Sometimes this is editing-driven (I'm very, very fond of the "bullshit" sign on the shuttle); sometimes it's set decoration gags about the future (it anticipates the Rocky Large Number sequel joke from Spaceballs); sometimes it's the fourth-wall breaking Ted gets up to (a dangerous move in itself, but it works); sometimes it's taking the "literalized wordplay" gags to their ultimate, and it's a dude turning to jelly because someone said he'd turned to jelly.  (The "on instruments" cutaway is like 10% of Airplane!'s comedy, and possibly a full third of this one's.)

So, yeah: humor, subjectivity, I know.  But the vast majority of it's asthma-attack hilarious, and just as the energy begins to ebb we arrive in the environs of the lunar destination, where even the less-successful strains of comedy (the direct pop culture parody, in particular) begin succeeding pretty damned hard with comedy's greatest cameo courtesy William Shatner, introduced in a gag that does use a frame to tell it, and also with that "shh!" bit that zeroes in on just one specific silly element of Star Trek that's such a constant fixture on that show it's kind of amazing it could've possibly stuck in someone's craw, which is why it's so funny.  The post-credits promise Airplane III ("that's just what they'll be expecting us to do!") though it never happened, if it was ever actually seriously consideredI don't know how this could've been extended to a third entryand this is undoubtedly for the best.  What it leaves us with is a pair of perfect comedy jewels reflecting one another, and if I had to name, not my favorite franchise, but the franchise that I thought maintained the highest average quality, the fact of just these two comic masterpieces puts the Airplanes awfully high in the running.

Score: 10/10

*That I overlooked the original disaster film parody, 1976's The Big Bus, is just something I'm going to have to rectify sooner or later, so maybe this is only the final entry chronologically.

6 comments:

  1. Airplane II is absolutely freaking hysterical. This is the one I was most familiar with so the original Airplane always felt a little on the tame side for me.

    ReplyDelete
    Replies
    1. I really don't get how it's considered bad when the original is considered good. It's real sequel bigotry.

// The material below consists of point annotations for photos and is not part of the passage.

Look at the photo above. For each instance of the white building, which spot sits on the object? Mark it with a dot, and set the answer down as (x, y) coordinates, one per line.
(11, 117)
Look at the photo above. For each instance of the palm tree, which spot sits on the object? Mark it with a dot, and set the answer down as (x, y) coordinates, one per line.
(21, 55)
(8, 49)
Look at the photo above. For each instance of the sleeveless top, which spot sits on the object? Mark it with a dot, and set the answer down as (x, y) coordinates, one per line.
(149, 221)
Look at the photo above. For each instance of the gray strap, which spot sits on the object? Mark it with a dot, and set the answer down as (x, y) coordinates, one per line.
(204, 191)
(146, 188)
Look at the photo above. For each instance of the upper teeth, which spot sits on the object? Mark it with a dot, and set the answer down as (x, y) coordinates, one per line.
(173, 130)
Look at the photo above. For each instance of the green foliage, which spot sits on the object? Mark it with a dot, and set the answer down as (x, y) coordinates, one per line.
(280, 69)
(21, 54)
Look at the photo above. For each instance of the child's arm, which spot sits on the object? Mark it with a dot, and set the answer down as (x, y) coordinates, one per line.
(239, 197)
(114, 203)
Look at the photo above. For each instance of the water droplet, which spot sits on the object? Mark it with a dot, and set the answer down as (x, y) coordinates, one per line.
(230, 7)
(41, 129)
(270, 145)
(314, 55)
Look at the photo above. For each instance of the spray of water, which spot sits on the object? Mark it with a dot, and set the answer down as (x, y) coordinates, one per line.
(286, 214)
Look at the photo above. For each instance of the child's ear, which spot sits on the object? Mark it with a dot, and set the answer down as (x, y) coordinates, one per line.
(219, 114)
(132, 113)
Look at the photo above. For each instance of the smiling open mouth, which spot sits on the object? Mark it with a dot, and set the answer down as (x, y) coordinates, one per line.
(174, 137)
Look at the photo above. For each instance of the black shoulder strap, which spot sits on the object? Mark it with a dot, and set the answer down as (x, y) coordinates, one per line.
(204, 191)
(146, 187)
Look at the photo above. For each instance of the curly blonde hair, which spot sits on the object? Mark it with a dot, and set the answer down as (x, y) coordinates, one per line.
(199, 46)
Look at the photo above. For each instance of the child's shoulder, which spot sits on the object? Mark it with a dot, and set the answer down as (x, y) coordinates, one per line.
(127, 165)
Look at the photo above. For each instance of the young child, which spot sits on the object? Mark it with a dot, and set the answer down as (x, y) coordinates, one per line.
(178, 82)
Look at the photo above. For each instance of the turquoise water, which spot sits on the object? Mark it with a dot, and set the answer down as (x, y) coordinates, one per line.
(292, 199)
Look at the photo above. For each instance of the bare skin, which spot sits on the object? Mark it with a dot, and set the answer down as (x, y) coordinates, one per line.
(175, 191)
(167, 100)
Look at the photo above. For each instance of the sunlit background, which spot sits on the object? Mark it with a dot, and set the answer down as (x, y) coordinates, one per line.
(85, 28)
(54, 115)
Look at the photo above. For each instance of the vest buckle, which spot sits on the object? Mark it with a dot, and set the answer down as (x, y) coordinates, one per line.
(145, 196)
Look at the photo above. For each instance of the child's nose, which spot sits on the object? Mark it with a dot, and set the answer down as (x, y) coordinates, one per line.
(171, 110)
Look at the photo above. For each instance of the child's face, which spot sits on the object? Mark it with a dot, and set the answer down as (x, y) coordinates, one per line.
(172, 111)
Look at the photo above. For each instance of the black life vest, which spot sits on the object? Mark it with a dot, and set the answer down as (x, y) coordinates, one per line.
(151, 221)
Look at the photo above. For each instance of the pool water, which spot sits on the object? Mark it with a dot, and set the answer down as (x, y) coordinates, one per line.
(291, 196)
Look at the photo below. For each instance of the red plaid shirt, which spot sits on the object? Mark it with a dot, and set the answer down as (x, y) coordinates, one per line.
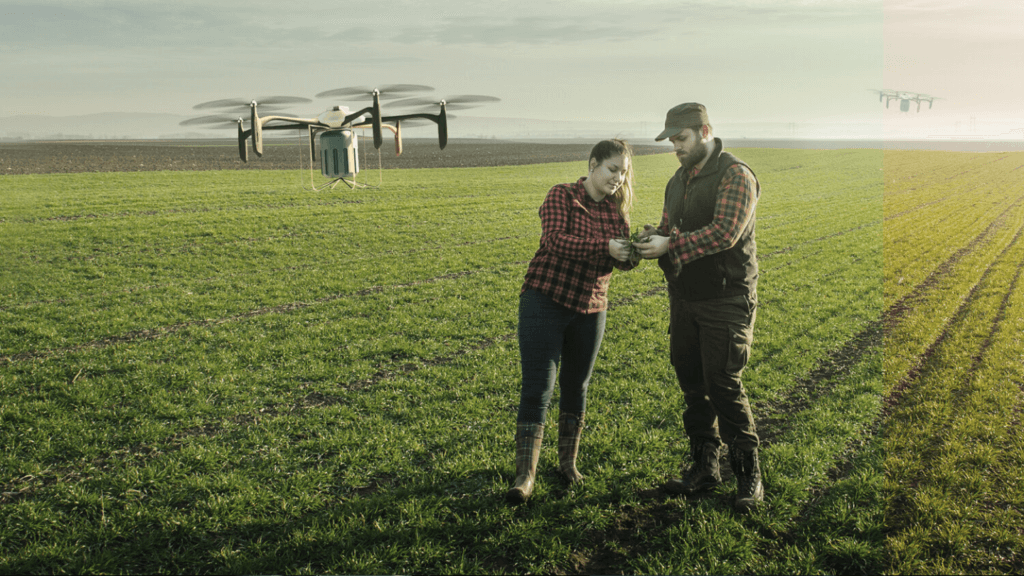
(736, 200)
(572, 265)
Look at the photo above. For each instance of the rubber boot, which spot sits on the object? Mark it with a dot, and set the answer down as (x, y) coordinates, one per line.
(704, 474)
(747, 467)
(527, 452)
(569, 430)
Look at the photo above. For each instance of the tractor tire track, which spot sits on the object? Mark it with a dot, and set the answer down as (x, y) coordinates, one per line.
(261, 272)
(808, 388)
(61, 470)
(159, 332)
(901, 307)
(894, 396)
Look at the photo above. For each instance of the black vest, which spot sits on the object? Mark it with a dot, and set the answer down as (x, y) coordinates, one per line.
(691, 206)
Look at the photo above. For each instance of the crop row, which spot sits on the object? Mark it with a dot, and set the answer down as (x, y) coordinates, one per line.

      Not technically written/directed by them, but I may have to go on a ZAZ spree. Hell,maybe I'll watch Head Office. (Maybe I'll watch Grease 2 on something besides Pluto so a two hour movie doesn't become an endlessly-distracted three-hour purgatory with commercials.)

      Delete
  2. "I'm afraid Scraps is going to have to be shot."
    *BLAM*
    "Just kidding: blanks! Scraps is fine!"

    ReplyDelete
  3. I mean down here there are literally hundreds and thousands of blinking, beeping, and flashing lights. Blinking and beeping and flashing, they're flashing, and they're beeping I CAN'T STAND IT ANYMORE! THEY'RE BLINKING AND BEEPING AND FLASHING WHY DOESN'T SOMEBODY PULL THE PLUG! Alright, I'm alright...

    ReplyDelete
  4. One of my favorite bits turned out to have been a deleted scene only reinserted on TV airings: the budget airline that has passengers skydive off their flights, and one attendant nonchalantly pushes another out the door by mistake and never notices.

    ReplyDelete
    Replies
    1. Gosh, I think I remember this (or maybe I'm thinking of "Geronimo!"/"me!" in one or the other Hot Shots), but it's not on the blu-ray. TV cuts are such a weird, maybe frustrating phenomenon in that they're effectively lost media. Airport '77 had a nearly three hour broadcast cut, apparently.